Ms. Tee released Female Baller (1996), which is (absolutely no disrespect intended) the only Cash Money of the era that I've never listened to. As I already said, her brand of R&B isn't my thing. Once again, all you R&B heads, check it out and let me know what I'm missing. Recently, she and Magnolia Shorty have been collaborating as the Gutta Girls which I will give a fair shake to.
Shortly after the new year, on January 15th, Kilo-G was shot and killed in his 7th Ward home. He was only twenty years old.
U.N.L.V. were let go from Cash Money but didn’t go quietly. Yella Boy supposedly pistol-whipped Baby and shot holes in one of his trucks as it was parked in front of the Melpomene projects. In April, after having bought some dope from a certain D-boy, Yella Boy was shot and killed in his vehicle while parked near Washington and Dryades. He was only twenty-two years old. Cash Money moved on.
Magnolia Shorty's Monkey on tha D$ck (1997) was the final throwback to Cash Money's earliest years. It's a collection of crude, sexual bounce with an album cover as bizarre and disturbing as any in history -- and yet it may contain the secrets of the universe.
After first gaining fame with bounce pioneer DJ Jimi, Juvie had undertaken a short and creatively stifling major label career for New York-based Warlock.
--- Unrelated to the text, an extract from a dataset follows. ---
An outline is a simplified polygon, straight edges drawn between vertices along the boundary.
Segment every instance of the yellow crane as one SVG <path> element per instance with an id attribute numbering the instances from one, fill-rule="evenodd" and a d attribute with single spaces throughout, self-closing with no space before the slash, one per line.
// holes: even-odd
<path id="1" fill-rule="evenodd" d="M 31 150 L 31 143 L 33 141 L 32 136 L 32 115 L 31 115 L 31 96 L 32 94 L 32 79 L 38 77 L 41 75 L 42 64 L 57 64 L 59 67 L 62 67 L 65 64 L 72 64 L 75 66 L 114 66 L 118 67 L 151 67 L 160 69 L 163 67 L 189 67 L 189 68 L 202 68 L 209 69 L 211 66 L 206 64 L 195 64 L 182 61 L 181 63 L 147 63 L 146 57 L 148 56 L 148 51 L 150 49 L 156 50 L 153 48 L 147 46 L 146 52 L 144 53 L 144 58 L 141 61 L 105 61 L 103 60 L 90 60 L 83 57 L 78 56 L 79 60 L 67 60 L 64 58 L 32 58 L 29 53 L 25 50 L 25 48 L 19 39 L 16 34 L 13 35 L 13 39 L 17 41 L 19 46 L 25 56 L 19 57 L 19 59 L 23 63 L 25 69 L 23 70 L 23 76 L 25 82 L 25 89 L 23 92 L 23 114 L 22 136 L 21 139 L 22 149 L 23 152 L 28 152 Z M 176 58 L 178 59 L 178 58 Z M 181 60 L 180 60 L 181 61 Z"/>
With the sour taste of the industry in his mouth, he relegated his rap career to doins and club gigs (often at the French Quarter House of Blues) whilst working odd jobs during the day. After he heard U.N.L.V.'s “Drag ‘Em ‘N’ tha River,” he knew he wanted to rap over Fresh's beats. After Lil Ya set up a deal with Baby, Juvie signed and soon after delivered Solja Rags (1997-Cash Money). Although Juvie's never made a less-than-good album, Solja Rags captures the heart and souls of hundreds of thousands of soljas who donned solja rags in solidarity and helped it sell 200,000 copies.
With B Gizzle and Juvie riding high, the label formed the Hot Boys with them, newcomer Turk and the recently-returned Lil Wayne. At the end of the year they released Get It How U Live!! (1997), which sold about 75,000. By then, Cash Money was just them, Baby and Mannie Fresh. The latter two formed Big Tymers, who dropped How You Love That (1998). I've still got the T-Shirt. How you love that?
On June 24, 1999, Cash Money's muscle, "Gangsta" (Terrence E. Williams), was sentenced to life plus 240 years for "continued criminal enterprise" and "conspiracy to solicit murder." By that point, Sterling, Dooney and Mosquito were all dead.
Few could've guessed that Cash Money, apparently reduced from major regional player to a vanity label for Birdman and Lil "Birdman Jr" Wayne would continue into the next millennium. However you feel about Cash Money's post-Universal-deal output, they're so big now that probably few of their new fans even know anything about their independent years.